Et voilà qu'un homme se tenait juste derrière moi après avoir joué avec une mèche de mes cheveux. Je pouvais même sentir sa respiration dans mon cou. C'était si nouveau pour moi et... inattendu ! Des frissons me parcoururent l'échine et je ne pus m'empêcher d'anticiper la suite. Allait-il me caresser le visage et m'embrasser ? Allais-je enfin avoir droit à mon premier baiser ? Cette pensée me fit paniquer : je ne savais même pas comment on embrassait ! Je n'avais jamais pu m'entrainer ! Et si je lui mordais la langue ? Et si je m'étouffais ? Les questions se bousculaient dans mon esprit et me stressaient au plus haut point.

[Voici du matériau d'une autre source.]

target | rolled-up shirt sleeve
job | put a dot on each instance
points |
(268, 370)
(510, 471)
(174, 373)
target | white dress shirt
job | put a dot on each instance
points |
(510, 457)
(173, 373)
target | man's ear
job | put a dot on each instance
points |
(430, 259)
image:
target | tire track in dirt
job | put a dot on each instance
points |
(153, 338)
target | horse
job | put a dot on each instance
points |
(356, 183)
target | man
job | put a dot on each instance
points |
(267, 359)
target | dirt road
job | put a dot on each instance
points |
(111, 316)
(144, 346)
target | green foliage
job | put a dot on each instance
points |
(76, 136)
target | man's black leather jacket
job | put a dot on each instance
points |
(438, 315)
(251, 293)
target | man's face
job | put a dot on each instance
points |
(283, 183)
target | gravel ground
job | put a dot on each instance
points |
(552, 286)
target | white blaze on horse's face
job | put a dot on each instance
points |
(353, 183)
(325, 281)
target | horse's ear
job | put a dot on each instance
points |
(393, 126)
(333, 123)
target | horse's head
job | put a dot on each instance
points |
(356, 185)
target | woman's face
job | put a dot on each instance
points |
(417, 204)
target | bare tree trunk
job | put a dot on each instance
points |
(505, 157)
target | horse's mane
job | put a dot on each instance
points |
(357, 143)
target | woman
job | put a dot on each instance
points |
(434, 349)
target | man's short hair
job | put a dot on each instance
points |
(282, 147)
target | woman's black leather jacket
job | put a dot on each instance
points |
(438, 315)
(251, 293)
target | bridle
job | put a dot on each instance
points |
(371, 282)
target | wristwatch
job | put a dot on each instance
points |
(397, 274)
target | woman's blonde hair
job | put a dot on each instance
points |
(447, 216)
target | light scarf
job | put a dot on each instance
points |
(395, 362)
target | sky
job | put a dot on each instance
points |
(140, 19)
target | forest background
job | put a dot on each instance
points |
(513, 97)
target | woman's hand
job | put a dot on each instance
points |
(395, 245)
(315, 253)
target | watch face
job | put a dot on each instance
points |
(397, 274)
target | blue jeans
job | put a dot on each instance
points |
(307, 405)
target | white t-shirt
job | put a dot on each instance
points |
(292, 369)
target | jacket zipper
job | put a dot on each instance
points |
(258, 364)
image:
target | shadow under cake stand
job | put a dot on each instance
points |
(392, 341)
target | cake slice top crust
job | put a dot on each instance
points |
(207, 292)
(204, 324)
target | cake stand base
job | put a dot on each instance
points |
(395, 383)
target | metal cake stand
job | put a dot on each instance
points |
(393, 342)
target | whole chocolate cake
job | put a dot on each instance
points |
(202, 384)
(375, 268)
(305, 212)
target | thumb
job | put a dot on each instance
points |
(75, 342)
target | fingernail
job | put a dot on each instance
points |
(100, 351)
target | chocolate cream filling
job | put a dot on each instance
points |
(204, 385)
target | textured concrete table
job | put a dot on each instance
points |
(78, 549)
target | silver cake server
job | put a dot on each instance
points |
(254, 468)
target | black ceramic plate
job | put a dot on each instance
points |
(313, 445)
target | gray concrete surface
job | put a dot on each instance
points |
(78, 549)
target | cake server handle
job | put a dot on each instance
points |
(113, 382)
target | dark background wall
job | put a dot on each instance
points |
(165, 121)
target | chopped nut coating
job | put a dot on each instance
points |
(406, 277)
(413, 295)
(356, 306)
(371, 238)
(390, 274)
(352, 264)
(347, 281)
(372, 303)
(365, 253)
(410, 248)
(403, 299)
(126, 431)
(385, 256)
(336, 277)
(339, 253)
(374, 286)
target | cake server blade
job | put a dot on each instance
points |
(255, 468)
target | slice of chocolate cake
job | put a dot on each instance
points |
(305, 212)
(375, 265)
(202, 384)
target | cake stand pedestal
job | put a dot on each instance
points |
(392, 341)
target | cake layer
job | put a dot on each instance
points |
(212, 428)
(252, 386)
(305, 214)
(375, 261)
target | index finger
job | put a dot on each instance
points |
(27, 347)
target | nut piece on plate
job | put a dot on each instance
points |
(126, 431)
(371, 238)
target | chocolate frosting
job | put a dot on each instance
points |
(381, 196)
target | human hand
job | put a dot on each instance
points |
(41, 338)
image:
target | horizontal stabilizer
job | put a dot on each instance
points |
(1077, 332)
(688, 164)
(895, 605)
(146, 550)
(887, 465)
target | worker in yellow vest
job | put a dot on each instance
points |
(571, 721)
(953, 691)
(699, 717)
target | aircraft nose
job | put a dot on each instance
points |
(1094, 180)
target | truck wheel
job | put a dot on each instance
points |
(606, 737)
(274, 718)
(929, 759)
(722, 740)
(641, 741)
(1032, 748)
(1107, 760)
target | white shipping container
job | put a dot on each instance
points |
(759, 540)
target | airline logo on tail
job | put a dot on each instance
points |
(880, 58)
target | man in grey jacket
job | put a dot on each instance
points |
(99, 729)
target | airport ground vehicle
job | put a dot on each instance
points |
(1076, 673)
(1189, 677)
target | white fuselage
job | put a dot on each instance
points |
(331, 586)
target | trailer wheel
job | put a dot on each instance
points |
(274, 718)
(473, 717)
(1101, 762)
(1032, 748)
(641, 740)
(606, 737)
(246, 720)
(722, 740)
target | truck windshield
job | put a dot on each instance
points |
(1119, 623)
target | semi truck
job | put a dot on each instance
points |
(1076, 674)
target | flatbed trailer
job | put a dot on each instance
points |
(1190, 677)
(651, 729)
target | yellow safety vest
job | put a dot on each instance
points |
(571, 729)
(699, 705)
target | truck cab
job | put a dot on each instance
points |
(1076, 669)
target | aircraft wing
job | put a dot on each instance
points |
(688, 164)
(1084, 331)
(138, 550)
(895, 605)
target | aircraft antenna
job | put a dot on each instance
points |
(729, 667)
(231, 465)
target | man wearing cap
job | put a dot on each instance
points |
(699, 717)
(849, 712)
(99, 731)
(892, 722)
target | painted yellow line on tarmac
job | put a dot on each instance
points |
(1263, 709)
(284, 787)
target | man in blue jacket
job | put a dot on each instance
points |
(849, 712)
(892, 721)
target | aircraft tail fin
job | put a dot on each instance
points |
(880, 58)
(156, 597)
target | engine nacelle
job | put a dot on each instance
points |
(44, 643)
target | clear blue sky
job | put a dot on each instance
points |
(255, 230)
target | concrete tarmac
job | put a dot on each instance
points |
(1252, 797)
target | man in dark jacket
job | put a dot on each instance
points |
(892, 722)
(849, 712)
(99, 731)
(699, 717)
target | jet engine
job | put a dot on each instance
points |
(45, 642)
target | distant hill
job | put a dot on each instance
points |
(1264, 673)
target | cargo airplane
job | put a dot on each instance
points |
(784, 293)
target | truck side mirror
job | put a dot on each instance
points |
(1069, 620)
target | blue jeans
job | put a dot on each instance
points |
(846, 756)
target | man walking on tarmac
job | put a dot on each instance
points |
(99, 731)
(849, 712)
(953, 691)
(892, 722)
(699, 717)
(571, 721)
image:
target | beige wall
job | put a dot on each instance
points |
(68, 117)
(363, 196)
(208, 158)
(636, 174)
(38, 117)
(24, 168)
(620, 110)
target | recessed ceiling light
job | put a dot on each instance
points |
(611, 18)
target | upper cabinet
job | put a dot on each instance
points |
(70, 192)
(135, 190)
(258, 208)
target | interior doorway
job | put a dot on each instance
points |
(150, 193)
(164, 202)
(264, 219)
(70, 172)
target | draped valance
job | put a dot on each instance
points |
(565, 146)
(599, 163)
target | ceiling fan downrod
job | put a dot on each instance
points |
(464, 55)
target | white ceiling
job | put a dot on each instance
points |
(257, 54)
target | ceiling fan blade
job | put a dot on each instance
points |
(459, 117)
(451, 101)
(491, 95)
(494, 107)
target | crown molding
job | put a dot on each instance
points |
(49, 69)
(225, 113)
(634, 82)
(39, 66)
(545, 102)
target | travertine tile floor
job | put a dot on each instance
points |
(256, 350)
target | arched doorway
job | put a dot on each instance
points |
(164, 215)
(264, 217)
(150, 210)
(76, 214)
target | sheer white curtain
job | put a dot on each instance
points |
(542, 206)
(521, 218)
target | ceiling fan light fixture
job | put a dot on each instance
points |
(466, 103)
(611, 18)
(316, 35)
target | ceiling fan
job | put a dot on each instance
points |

Je serrai les poings et fermai les yeux pour me donner une contenance. C'était à lui de faire le premier pas, il allait glisser ses mains sur mes hanches – ah non, pas mes hanches ! Il ne pouvait pas toucher mes poignées d'amour, ça serait un vrai tue-l'amour ! – il devait les poser sur ma taille, elle n'était pas fine, mais ça ferait l'affaire. Après cette première étape, il allait sûrement me retourner, puis m'embrasser et puis...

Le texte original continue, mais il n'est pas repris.